Now we find that life is thriving throughout the earth,
on rocks, down through the crust of the earth.
And that oceans interact with our land masses,
changing their shapes.
And where does the ocean,
where does the atmosphere get its water? Further,
it gets it from the ocean. This is an entire system. So since then, nobody draws Earth without clouds. So I declare by authority vested in me, by the universe universe and most specifically by the cosmic perspective that if someone wants
to say that living on earth's surface beneath 15 pounds per square inch of atmospheric mass
if they want to say we live in the earth i'm all for it
otherwise you'd have to say Earth does not include the atmosphere,
and I'm not prepared to do that.
Oh.
So, we do live.
But I think I justified it, right?
I didn't just say, here's my opinion.
No, here's why it makes sense.
And by the way, Earth's atmosphere is so thin.
it makes sense.
And by the way,
Earth's atmosphere is so thin.
Earth's atmosphere
is to Earth
as the skin of an apple
is to the apples.
That's just terrible.
Okay.
I mean,
the way we treat the atmosphere,
that's why I say it's terrible.
Oh, yeah, right, right.
You think you're in the bottom
of a large ocean?
No.
You're at the bottom
of a really skinny,
skinny thing
and just because you're
little that it looks big. Right. But when you're big, it looks little. Wow. It is. So we live in
earth people. In earth. Yeah. Which makes sense because this is a spaceship hurling through space.
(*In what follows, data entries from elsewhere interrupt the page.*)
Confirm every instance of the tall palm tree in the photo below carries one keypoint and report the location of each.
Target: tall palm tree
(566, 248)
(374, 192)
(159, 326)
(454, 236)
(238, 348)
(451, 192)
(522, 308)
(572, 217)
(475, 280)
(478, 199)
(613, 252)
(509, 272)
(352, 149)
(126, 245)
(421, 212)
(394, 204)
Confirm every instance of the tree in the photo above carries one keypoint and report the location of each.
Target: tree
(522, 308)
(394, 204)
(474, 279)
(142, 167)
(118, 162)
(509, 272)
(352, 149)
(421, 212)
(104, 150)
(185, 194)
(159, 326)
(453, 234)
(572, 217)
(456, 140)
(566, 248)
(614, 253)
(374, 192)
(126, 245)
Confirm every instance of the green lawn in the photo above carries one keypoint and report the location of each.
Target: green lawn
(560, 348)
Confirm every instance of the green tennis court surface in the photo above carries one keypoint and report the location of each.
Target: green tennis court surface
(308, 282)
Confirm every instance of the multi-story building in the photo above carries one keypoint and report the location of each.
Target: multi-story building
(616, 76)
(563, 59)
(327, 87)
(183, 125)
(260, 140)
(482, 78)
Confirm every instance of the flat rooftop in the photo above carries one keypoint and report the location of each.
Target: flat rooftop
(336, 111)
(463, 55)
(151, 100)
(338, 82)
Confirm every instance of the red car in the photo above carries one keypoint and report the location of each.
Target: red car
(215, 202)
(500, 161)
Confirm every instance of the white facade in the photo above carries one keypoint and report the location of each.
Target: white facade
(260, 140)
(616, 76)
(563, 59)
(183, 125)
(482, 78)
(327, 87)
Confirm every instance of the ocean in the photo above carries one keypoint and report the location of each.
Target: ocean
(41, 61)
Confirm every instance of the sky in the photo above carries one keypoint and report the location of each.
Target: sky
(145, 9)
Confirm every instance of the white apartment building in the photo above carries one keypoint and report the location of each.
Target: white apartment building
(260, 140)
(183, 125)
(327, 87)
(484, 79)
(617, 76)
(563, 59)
Correct. So you wouldn't travel on a spaceship. You'd travel in a spaceship. Yes. Correct. As
George Carlin clearly noted,
where he gets, you might be getting on the plane,
he's getting in the plane.
I never heard that. You never heard that?
Oh, that's in his airplane segment.
Okay, I like it.
Okay, look at that. Sorry,
Maddie Rose Madden.
You're going to be mad
when you hear this.
So do you live in a city or on a city?
Well, see, I live in a city.
No, no.
See, the city has a grid
and you're standing on the grid of the city, right?
Yeah.
You're in three dimensions.
If you were flat and you crossed the border of the city,
you'd be in the city.
But you stand up above the city.
You're on the city.
Okay.
What do you think of that?
I'm down to be on the city.
What do you think of that?
I'm on the town, baby.
All right.
All right.
That sounds good.
how about uh it's sasha 2020 from tiktok says this okay um are there time machines now specifically i i'm taking this question seriously because I've heard you speak to this.
And then a second question.
Do you think people will be able to time travel?
Okay, so I'm old enough.
Perhaps you, Chuck, too.
No, you're not.
I just remembered how old you are.
I'm old enough to remember there was a TV show called Time Tunnel.
It was the 1970s and the
scientist invented this tunnel and you walk in you can travel back in time clearly something goes
wrong otherwise it wouldn't be a tv show so they get lost in time and they're bouncing back in
different times so the pilot episode guess where they went uh camden new jersey no they went back
to the titanic Of course. Okay.
And for a while there, people, it might be because of that show,
people were interviewed, where would you want to go the most?
They said, I want to go back to the Titanic.
So we have evidence that at some point, time machines are invented because all of those people went back to the time Titanic
and they were too heavy for the Titanic, and that's what sunk it.
And they sunk the Titanic.
That's what sunk the Titanic.
All of the time travelers who went back to the Titanic to see it sink.
That's what actually sunk the Titanic.
So the real question is, if their time—
Oh, Stephen Hawking held a party, okay, for all time travelers of the future.
And he said, if you're a time traveler, we will expect you to show up right in front of me.
And if he summons you, that you got to show up, right?
Because it's Stephen Hawking.
It's Stephen Hawking.
He's sitting there in his wheelchair and everybody's around.
And they got an open summon and nobody appears.
So that could mean that a time machine will never be invented in the future.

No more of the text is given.